TRIBUNBEKASI.COM– Polisi tidak melakukan penahanan terhadap Bahar bin Smith.
Bahar bin Smith tidak ditahan usai menjalani pemeriksaan sebagai tersangka kasus dugaan penganiayaan terhadap anggota Barisan Ansor Serbaguna (Banser).
Bahar bin Smith diperiksa sejak Selasa (10/2/2026) sore hingga Rabu (11/2/2026) malam di Mapolres Metro Tangerang Kota.
Kuasa hukum Bahar, Ichwan Tuankotta, menyampaikan bahwa kliennya tidak ditahan karena pihaknya mengajukan permohonan penangguhan penahanan kepada penyidik.
Permohonan tersebut dikabulkan oleh Kapolres Metro Tangerang Kota.
“Alhamdulillah malam ini Habib diberikan penangguhan penahanan, untuk tidak dilakukan penahanan,” ujar Ichwan di Mapolres Metro Tangerang Kota, Rabu (11/2/2026).
Dengan dikabulkannya permohonan tersebut, Bahar diperbolehkan pulang ke kediamannya.
“Habib sekarang ini sudah bergerak untuk kembali ke rumah,” katanya.
Selama pemeriksaan, Bahar mendapat sekitar 60 pertanyaan dari penyidik terkait dugaan penganiayaan.
“Ada hampir 60 pertanyaan,” ucap Ichwan.
Namun, ia tidak memerinci materi pemeriksaan dengan alasan proses penyidikan masih berjalan.
Sebelumnya, Polres Metro Tangerang Kota telah menetapkan Assayid Bahar bin Smith sebagai tersangka dugaan penganiayaan terhadap anggota Banser di Cipondoh, Kota Tangerang.
Kasat Reskrim Polres Metro Tangerang Kota, AKBP Awaludin Kanur, menyebut peristiwa itu terjadi pada 21 September 2025 saat Bahar menghadiri sebuah acara dikutip dari kompas.com
Korban disebut datang untuk mendengarkan ceramah. Saat hendak mendekat dan bersalaman, korban dihadang sekelompok orang yang mengawal kegiatan.

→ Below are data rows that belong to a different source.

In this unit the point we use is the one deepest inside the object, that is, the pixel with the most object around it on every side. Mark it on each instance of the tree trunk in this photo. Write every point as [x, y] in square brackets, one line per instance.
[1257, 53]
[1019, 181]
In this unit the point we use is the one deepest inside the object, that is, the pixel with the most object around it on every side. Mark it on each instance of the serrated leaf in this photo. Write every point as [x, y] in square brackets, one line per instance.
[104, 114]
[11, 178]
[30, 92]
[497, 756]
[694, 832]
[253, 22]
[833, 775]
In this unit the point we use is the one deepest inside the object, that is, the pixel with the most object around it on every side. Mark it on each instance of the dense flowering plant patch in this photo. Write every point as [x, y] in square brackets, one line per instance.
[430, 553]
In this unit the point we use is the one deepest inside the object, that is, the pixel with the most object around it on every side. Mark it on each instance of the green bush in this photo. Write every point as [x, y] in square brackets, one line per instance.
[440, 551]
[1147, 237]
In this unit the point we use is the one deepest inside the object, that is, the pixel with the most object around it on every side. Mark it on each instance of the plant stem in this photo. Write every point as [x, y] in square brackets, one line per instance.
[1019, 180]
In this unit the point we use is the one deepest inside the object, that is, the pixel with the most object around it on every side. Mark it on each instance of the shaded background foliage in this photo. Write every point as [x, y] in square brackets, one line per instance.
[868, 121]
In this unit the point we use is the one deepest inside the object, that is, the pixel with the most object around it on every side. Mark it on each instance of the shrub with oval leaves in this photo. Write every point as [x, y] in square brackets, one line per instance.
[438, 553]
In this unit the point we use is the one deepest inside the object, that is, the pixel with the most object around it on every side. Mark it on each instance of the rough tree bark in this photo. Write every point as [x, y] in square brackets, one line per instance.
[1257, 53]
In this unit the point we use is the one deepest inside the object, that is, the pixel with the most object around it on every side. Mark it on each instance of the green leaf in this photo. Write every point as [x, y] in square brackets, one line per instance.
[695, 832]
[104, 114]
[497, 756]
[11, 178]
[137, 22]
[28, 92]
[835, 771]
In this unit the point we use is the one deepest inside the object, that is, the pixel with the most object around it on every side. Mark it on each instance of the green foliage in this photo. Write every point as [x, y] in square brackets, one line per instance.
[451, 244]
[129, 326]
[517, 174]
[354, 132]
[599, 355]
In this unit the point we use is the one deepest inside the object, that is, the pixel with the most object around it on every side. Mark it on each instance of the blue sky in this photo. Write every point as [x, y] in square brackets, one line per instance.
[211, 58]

Korban kemudian dibawa ke sebuah ruangan dan mengalami kekerasan fisik hingga mengalami luka.
Kasus tersebut tercatat dalam Laporan Polisi Nomor: LP/B/1395/IX/2025/SPKT/Polres Metro Tangerang Kota, yang dilaporkan oleh istri korban berinisial R.

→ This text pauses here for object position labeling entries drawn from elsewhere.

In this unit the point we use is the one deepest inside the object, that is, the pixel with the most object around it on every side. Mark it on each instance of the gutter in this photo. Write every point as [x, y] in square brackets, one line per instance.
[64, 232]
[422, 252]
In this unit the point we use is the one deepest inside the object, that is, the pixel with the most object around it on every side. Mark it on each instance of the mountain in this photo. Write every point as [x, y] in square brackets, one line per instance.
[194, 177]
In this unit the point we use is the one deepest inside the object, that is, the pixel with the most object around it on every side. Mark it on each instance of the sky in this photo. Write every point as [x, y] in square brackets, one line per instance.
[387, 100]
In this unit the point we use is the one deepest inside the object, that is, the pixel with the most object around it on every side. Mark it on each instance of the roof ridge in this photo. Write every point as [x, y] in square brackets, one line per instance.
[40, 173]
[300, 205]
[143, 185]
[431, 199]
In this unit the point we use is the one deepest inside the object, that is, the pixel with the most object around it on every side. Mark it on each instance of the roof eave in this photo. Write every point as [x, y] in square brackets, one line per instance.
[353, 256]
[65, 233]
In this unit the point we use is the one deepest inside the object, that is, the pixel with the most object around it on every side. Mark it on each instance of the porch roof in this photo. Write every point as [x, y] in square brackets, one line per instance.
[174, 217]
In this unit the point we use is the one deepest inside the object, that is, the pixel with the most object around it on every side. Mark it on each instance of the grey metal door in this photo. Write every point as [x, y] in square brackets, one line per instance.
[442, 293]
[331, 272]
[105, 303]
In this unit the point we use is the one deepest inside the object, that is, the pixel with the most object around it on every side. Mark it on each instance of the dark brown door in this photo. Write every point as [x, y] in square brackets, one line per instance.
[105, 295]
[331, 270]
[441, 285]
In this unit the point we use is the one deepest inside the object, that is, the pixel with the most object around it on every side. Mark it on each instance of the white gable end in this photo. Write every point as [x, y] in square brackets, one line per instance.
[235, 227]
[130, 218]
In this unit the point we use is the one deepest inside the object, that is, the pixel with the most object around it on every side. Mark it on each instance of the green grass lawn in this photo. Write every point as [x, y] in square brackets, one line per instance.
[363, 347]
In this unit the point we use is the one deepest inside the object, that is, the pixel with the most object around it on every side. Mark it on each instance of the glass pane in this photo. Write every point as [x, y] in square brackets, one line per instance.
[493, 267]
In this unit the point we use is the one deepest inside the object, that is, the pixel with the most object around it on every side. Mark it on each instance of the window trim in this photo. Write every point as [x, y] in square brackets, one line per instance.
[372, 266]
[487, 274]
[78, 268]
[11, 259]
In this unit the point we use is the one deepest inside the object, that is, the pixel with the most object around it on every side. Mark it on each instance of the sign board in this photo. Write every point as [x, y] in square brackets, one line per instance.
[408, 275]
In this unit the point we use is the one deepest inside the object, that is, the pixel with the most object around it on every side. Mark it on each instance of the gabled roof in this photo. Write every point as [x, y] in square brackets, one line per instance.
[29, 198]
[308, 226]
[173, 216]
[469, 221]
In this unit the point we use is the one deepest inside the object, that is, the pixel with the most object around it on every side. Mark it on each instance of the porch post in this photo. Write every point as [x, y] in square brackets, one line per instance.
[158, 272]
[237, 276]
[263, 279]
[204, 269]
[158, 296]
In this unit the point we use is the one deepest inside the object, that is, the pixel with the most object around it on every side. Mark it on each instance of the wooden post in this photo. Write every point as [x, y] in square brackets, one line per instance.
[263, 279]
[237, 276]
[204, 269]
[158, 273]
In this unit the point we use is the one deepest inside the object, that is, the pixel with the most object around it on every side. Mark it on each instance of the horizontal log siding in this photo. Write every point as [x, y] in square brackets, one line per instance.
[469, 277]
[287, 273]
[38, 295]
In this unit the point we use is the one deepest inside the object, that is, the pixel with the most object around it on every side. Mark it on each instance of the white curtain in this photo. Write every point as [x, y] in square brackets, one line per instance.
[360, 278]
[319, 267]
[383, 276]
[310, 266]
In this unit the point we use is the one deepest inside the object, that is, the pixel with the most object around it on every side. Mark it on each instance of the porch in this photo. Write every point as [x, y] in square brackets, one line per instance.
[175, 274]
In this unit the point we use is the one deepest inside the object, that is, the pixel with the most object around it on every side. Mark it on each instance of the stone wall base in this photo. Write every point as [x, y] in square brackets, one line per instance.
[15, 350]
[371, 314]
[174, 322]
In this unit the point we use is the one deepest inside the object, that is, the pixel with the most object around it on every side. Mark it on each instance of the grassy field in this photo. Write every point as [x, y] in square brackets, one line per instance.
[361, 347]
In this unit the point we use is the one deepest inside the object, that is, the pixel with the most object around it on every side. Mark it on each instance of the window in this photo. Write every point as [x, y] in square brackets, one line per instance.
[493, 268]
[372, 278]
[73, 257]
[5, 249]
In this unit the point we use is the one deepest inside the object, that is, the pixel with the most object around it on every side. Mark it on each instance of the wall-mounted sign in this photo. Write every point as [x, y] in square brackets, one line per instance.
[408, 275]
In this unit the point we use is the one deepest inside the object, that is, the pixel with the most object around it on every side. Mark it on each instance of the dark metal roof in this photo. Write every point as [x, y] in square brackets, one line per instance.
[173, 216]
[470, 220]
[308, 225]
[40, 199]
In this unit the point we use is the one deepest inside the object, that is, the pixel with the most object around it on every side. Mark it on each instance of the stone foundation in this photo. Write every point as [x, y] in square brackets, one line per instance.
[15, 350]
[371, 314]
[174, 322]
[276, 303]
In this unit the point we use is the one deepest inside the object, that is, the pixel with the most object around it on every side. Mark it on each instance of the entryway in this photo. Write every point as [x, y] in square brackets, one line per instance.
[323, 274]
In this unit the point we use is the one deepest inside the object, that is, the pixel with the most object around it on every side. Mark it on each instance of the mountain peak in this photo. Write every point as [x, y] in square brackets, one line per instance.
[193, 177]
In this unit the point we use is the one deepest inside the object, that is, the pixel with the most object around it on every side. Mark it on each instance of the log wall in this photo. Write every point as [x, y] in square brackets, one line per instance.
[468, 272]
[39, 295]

Dalam perkara ini, Bahar disangkakan melanggar Pasal 170 KUHP tentang pengeroyokan dan/atau Pasal 351 KUHP tentang penganiayaan juncto Pasal 55 KUHP tentang turut serta melakukan tindak pidana.
Meski telah berstatus tersangka, polisi tidak melakukan penahanan setelah permohonan penangguhan dari kuasa hukum dikabulkan. Proses penyidikan masih berlanjut.